Our stand wouldn't be able to run without the hard work of youth in the community with a passion for farming. We have a short summer season (often around 6 weeks), so students are the people who keep our bins full and our customers happy. When our kids Rachel and William were younger, they ran our stand every summer. But as kids do, they grew up. We knew we needed to reach out to the community and see who else would be interested in helping us run our summer business.
This year we were so lucky to have Ethan, Eli, and the Smiley boys - Parker and Cooper - take on stand operations. When the COVID-19 pandemic started, we were worried about how we were going to run the stand safely while still serving up a sweet experience for our customers. Anyone who has visited us before knows were a big fan of letting you pick your own corn, sharing a sample, and fostering a sense of community with fellow corn-lovers. This year our customers weren't able to select their own corn. But thanks to our stand attendants, the experience for our customers was a great and safe one. They were incredible with the new safety measures and went above and beyond to make sure everyone left with a smile on their face.
Our attendants made such an impression this year that the Saltwire Network asked to write an article about the youth-driven business we've been running for over 30 years.
"Even in an agricultural community, it isn’t necessarily common to find young people so passionate about farming.
A pair of young brothers from Canning are perhaps exceptional in this regard. 14-year-old Parker Smiley and 11-year-old Cooper Smiley are members of the corn stand attendants team at Newcombe’s Sweet Corn at 1111 Highway 341 in Upper Canard. The other team members include 14-year-old Ethan Brewster and 14-year-old Eli de Waal.
Newcombe’s Sweet Corn co-owner Andrea Palmer said several children, including their own, have worked at the corn stand over the years. She said the Smileys, Brewster and de Waal are like “little ambassadors” for the farm, greeting visitors and offering instructions on how to cook the corn for best results.

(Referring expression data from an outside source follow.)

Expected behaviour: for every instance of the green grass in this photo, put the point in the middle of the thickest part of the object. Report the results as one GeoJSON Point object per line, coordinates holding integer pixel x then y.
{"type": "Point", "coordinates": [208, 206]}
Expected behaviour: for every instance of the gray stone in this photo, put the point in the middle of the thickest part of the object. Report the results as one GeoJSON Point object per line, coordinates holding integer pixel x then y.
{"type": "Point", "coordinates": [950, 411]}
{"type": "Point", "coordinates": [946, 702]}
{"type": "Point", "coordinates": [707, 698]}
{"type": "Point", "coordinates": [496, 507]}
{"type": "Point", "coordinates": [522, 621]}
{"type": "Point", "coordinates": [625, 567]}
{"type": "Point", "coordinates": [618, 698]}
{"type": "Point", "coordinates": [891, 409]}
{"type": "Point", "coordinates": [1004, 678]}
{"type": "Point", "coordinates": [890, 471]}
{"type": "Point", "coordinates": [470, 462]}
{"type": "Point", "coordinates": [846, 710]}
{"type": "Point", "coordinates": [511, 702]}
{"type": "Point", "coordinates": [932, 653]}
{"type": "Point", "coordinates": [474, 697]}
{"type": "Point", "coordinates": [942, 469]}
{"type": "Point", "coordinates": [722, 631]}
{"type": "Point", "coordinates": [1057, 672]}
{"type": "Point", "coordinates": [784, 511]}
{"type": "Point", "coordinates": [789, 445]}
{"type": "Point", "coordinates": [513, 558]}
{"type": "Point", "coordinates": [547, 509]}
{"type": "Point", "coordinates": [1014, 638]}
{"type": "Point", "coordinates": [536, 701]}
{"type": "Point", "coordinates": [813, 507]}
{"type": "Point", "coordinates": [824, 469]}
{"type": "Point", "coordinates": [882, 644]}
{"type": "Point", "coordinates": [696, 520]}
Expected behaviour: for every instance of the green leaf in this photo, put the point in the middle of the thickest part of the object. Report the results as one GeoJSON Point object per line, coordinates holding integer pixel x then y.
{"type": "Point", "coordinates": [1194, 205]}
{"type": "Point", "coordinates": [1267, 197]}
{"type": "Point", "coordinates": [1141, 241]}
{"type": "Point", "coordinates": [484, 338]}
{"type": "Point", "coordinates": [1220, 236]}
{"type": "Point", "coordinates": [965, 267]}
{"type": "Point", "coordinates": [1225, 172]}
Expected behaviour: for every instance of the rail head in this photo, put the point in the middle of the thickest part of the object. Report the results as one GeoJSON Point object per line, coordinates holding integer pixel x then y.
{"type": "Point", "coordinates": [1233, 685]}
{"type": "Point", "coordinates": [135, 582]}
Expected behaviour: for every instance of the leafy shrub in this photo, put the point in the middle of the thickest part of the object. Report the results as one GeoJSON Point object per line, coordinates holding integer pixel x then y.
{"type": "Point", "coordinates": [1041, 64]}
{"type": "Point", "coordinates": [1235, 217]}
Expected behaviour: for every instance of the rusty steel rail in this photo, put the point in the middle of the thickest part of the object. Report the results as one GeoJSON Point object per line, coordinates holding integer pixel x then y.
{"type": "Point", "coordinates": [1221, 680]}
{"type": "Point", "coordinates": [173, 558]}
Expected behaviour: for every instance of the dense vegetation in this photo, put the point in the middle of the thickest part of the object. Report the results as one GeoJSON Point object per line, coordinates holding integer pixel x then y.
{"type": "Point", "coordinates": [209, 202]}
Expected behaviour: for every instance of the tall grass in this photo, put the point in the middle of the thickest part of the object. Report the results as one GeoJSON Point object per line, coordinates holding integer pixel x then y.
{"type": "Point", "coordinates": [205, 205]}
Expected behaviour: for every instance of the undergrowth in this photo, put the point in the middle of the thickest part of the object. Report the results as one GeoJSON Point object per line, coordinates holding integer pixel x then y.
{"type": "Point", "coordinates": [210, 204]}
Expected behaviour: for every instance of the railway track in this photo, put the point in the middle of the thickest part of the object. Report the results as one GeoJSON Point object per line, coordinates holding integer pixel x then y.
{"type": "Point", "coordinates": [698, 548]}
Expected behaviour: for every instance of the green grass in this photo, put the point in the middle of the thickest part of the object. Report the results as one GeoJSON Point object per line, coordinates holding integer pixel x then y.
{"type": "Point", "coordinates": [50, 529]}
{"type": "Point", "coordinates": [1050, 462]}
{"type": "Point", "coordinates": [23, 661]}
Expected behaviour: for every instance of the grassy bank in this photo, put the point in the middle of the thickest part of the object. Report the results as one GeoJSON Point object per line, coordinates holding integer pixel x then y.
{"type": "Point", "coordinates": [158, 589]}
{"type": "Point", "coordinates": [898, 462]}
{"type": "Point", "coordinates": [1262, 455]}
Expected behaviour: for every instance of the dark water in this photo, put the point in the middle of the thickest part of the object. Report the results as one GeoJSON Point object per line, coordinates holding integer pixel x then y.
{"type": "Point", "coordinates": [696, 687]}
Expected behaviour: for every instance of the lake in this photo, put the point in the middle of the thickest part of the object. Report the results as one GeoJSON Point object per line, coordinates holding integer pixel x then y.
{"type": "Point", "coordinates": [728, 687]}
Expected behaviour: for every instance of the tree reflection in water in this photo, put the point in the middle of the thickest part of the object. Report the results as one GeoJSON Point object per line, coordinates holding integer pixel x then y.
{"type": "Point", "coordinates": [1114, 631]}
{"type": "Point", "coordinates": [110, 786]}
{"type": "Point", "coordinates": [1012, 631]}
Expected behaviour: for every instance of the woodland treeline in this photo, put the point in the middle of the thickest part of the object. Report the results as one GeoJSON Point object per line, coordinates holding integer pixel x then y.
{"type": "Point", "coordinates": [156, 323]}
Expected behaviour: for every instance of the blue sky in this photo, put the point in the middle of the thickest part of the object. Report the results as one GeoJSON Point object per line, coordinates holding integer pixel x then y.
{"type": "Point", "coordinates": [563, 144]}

They prepare the roadside stand every day, manage sales and – this year – adhere to COVID-19 public health protocols. This support is important, as Palmer and her husband, co-owner Ian Newcombe, have little time to devote to the corn stand.
“They’re lifesavers for us,” Palmer said. “Ian and I both work full-time, we work for a large agricultural company here in the Valley, plus we have this farm that we own and manage as well.”
She said Parker is their main picker, going out to the fields to harvest corn before the stand opens in the mornings. Even though he’s only 14, he has four years’ experience working on the farm and a keen interest in agriculture. He discusses with Newcombe what needs to be done on a daily basis.
“He has kind of stepped into a bit of an ownership role with the stand for us,” Palmer said. “It’s wonderful to have a right-hand man.”